Opera is a style of music; it isn't a method of teaching. More important than the singing of any style, including opera, is the ability of a teacher to vocalize a singing student through their entire range, without breaks or strain. Once the voice is free, a teacher should bring a student through ANY style of music the student wishes to do.

The word "opera" tends to inspire confidence in students that may well be unfounded. Find a teacher who can help you find your best voice and let you soar within that style. Opera isn't a "better" way to learn singing, any more than other styles.

The answer to this question is simple: Any singer wanting to improve his or her singing voice should take voice lessons. Certainly this would include about every singer, but there might be a couple of reasons why some singers should not take voice lessons, and they are:

1) if you don't have the time or the inclination to practice, and 2) if you don't have patience and an open mind because what you learn may be very different from the way you are used to feeling yourself sing.

Patience is necessary because what goes into your thought processes must eventually work its way into your voice. This takes time and a focused determination, but you will absolutely improve tremendously if you work with the right teacher.

As a beginner, you can benefit the most from proper vocal instruction and be hurt the most, possibly to the point of forever ruining your singing voice or love of singing, from a poor voice teacher. Keep in mind, it's much easier to learn a good singing technique from the start than it is to improve a bad singing habit that is fully developed and ingrained.

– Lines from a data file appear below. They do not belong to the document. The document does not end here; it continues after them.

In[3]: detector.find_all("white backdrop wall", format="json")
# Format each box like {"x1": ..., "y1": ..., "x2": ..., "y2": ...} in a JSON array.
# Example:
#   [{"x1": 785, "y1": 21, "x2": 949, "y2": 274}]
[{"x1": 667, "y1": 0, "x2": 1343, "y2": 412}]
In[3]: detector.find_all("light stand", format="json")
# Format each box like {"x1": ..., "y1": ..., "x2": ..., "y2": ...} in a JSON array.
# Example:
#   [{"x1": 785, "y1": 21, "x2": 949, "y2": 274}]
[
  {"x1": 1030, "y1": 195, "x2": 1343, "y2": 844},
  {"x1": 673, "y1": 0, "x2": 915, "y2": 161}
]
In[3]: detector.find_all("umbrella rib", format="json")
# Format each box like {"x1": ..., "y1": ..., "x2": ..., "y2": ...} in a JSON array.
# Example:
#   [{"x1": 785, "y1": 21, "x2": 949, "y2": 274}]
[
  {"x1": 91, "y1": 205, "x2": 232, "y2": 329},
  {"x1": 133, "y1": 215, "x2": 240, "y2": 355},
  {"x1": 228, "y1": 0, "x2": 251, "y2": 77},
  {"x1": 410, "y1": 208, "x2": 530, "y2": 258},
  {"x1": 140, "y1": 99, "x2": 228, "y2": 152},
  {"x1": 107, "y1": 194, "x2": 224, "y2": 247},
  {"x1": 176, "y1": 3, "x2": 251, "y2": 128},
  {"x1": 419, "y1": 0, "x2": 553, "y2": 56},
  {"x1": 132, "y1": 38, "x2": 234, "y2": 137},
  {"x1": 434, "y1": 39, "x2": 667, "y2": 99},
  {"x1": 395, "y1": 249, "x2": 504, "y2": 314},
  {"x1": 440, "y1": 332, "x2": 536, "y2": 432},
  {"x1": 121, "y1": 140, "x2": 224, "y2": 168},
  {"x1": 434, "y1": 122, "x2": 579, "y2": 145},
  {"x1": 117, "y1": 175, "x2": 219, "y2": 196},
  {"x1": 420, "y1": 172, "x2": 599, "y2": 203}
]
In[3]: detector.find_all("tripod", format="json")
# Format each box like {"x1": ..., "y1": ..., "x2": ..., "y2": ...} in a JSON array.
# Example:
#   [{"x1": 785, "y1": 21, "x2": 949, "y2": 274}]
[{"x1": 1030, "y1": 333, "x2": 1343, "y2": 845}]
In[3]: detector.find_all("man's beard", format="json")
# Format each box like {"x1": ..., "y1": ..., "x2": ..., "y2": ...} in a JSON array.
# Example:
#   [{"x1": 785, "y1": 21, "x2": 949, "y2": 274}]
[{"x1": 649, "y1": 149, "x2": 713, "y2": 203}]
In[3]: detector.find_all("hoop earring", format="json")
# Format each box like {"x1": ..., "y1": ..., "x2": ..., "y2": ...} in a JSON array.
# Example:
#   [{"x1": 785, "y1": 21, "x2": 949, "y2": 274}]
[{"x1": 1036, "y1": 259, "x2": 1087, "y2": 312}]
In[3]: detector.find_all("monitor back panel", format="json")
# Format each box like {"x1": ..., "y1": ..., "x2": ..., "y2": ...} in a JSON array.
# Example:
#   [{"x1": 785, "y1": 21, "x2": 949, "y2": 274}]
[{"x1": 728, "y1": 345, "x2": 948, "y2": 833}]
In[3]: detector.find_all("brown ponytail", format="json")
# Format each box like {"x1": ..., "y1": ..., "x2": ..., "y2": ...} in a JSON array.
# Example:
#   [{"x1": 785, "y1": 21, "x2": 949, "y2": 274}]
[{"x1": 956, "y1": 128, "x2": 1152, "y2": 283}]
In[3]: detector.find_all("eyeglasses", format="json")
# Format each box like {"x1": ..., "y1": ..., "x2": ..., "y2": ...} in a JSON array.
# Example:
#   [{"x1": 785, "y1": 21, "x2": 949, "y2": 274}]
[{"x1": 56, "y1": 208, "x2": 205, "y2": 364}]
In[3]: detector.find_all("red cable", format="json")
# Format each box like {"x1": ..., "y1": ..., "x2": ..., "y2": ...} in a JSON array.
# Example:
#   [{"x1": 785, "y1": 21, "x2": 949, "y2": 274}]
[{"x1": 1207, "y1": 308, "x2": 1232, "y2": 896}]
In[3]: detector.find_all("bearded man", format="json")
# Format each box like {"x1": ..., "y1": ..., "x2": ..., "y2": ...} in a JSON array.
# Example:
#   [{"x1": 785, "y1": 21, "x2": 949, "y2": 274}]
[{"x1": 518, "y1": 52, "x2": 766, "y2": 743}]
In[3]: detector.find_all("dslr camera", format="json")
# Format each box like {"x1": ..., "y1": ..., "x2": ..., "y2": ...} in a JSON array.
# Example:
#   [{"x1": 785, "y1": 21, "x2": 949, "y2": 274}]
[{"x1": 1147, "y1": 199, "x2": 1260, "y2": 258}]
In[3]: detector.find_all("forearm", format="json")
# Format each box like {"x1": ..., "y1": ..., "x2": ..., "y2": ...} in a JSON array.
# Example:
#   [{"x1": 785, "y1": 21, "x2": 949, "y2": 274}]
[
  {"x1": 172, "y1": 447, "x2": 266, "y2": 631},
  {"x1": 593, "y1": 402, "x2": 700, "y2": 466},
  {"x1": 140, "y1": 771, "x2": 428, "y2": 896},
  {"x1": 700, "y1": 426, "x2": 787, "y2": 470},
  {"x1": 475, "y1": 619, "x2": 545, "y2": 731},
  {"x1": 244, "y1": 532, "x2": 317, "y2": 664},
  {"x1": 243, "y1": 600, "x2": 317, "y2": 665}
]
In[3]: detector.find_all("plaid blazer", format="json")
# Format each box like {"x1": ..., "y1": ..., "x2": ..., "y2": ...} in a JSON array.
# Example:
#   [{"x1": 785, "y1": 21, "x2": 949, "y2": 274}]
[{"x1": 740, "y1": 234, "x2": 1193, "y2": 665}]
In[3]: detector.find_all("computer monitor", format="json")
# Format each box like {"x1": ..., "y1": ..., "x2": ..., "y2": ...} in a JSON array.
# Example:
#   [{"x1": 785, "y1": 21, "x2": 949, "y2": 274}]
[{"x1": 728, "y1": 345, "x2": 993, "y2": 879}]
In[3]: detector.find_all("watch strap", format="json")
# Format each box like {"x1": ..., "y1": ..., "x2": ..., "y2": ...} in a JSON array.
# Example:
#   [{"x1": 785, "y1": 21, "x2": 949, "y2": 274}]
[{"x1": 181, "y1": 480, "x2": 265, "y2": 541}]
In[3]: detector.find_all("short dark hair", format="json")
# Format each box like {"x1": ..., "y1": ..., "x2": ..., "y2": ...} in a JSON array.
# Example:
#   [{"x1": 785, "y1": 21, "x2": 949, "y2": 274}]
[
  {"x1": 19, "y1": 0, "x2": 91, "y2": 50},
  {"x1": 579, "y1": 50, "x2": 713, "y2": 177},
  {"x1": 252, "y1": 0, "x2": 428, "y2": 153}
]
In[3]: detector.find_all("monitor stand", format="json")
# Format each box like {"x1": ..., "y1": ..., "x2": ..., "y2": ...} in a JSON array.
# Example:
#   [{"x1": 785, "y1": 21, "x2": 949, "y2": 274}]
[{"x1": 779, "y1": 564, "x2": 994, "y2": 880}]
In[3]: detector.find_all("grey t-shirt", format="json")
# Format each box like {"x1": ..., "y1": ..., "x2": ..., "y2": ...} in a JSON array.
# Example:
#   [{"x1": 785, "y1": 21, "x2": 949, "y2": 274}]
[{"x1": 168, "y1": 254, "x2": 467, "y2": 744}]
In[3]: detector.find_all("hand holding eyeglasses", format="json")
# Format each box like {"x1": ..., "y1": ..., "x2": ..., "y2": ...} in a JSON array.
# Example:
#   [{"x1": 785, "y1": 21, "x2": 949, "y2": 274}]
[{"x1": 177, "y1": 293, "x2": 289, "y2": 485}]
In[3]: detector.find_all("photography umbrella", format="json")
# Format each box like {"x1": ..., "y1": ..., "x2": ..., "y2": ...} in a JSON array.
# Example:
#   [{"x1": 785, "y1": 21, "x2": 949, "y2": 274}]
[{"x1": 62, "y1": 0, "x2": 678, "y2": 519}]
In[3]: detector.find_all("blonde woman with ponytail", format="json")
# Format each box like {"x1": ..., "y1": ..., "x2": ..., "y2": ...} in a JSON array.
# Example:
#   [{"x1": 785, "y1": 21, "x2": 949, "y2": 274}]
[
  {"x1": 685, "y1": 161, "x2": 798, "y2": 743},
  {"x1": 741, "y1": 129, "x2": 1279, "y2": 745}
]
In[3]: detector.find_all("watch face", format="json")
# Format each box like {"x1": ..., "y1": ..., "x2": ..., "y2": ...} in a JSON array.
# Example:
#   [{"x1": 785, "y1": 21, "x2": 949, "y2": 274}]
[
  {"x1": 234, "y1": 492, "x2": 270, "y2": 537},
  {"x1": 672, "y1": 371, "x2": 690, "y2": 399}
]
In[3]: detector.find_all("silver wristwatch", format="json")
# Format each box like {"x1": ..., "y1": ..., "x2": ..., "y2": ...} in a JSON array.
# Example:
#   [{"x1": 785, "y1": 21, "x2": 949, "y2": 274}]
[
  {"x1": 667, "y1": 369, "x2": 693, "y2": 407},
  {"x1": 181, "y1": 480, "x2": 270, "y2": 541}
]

If you aren't willing to stay focused with an instructor that is right for you then don't take any lessons until you're ready to commit to it. Also, DO NOT accept vocal technique tips from anyone, including relatives, friends, etc., even if they have good voices - they will almost certainly hurt your voice, even though they are well intentioned.

Why to I say that?

Being a good singer doesn't mean you know how to teach. Often, singers who can sing very well are asked for tips. Over time, those singers may even start giving unsolicited advice. Eventually they may even take lessons and become voice teachers. Well, as an analogy, someone might be a great car driver and tinker around with the engine a bit, but that doesn't mean I want them to build my car!

Many of the worst voice teachers I've seen even have advanced college degrees in singing!

Everyone has their own way of thinking and feeling their way through their singing. A great voice teacher knows how to "build the voice from the ground up" AND can teach you to use that voice with amazing skill and agility.